Глаза женщины вспыхнули темным янтарем, кожа засияла шафраном и золотом, и налились всеми оттенками шоколадного цвета обращенные вверх соски.
– Жорж Ла Тур, как и его современник – мастер света свечи[15], писал людей, освещенных огнем. И делал это лучше многих. Просто замечательно! Особенно женщин…
– Не называй меня полным именем! – просит она, затягиваясь, и вдруг улыбается. – Зови меня Роша!
– Я буду звать тебя Реш, если позволишь, – Кравцов тоже закурил и протянул Рашель стакан с вином, оставив себе жестяную кружку.

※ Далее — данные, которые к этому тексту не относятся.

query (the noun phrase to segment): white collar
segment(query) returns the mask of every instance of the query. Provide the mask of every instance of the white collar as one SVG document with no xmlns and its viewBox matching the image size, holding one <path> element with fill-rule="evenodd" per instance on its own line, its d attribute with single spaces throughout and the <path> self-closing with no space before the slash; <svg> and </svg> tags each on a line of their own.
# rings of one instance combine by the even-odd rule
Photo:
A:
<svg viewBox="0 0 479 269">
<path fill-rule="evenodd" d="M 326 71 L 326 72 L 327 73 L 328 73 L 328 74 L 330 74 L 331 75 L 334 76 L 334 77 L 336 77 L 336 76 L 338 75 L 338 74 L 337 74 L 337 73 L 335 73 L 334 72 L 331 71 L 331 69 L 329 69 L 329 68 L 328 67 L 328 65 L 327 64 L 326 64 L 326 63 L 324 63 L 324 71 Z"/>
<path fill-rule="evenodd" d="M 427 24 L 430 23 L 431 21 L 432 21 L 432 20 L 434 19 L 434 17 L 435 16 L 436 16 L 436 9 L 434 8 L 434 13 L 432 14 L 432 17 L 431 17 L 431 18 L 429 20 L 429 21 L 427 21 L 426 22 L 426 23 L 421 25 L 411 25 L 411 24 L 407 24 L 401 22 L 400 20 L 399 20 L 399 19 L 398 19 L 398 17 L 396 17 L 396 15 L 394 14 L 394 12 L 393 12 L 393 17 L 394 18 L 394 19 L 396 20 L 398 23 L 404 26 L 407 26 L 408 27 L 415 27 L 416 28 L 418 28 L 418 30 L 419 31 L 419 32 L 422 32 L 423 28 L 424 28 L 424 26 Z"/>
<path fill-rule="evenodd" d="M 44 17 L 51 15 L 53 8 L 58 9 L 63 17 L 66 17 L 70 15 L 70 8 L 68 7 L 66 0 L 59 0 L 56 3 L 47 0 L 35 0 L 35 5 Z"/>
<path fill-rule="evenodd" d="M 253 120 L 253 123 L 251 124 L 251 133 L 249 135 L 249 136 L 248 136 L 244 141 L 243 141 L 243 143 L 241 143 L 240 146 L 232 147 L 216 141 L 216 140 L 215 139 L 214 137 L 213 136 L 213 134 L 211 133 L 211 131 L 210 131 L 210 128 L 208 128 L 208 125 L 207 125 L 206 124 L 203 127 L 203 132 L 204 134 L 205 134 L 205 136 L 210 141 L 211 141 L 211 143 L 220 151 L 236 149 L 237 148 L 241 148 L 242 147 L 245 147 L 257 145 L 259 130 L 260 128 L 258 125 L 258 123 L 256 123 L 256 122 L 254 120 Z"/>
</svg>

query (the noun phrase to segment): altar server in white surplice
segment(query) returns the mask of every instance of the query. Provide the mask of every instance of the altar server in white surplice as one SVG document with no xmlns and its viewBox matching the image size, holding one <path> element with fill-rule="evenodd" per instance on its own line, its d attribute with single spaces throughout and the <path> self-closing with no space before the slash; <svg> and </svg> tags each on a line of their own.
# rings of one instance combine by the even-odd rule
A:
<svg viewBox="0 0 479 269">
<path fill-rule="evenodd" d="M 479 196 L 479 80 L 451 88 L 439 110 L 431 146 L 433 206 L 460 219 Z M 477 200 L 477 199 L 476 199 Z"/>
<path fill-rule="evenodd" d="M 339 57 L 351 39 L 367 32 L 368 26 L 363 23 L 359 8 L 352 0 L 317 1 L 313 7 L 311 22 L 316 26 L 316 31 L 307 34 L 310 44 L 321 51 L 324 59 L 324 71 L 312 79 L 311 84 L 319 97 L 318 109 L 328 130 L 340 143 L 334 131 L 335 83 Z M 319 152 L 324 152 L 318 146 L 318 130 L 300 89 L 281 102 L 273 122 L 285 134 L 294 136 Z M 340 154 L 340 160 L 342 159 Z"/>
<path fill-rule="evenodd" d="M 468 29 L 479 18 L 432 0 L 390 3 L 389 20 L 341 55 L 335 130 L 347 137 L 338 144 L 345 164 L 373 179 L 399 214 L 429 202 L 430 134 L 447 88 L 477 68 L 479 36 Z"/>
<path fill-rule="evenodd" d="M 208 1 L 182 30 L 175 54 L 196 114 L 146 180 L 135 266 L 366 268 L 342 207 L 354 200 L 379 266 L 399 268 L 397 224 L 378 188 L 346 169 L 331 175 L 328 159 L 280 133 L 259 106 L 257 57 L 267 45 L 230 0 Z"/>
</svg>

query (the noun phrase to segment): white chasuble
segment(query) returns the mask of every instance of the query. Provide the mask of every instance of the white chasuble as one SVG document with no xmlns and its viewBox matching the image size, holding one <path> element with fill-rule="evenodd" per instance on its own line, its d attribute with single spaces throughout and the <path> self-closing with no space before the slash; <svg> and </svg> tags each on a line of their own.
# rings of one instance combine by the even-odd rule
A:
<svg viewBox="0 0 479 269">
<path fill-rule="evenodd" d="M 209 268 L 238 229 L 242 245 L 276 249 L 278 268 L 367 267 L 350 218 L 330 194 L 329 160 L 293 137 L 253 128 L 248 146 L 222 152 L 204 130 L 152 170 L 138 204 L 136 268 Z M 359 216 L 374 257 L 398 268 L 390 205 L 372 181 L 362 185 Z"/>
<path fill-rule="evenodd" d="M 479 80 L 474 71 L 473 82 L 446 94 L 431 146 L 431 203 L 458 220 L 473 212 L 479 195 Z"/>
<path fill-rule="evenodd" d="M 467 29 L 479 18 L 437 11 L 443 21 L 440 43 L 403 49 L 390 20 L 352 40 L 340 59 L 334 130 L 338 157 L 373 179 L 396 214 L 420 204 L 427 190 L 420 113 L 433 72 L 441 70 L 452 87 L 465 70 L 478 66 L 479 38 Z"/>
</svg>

– «Реш», буква древнееврейского алфавита, – папиросный дым клубится в пятне света, колеблется, течет. Сизый, палевый, белоснежно-серебряный.
– Так что ж? – пожимает плечами Кравцов.
– Тогда зови! – соглашается Кайдановская и подносит стакан к губам.
– Друзья называют меня Максом… – Доски пола холодят ступни, но лоб горит как в лихорадке, и словно от озноба вздрагивает временами сердце. – Мама тоже звала меня Макс…
– Макс, – повторяет за ним Рашель. – Максим. – пробует она на вкус полное его имя. – Товарищ Кравцов… – щурится, откладывая дымящуюся папиросу на блюдечко со сколотыми краями. – Товарищ командарм… Командарм… – стакан возвращается на табуретку, и женщина встает с дивана, открываясь взгляду Кравцова во всей своей волнующей наготе. – Иди ко мне, Макс! – произносит она вдруг просевшим на октаву голосом. – Обними меня, пожалуйста! Скорей! Сейчас! Сейчас же!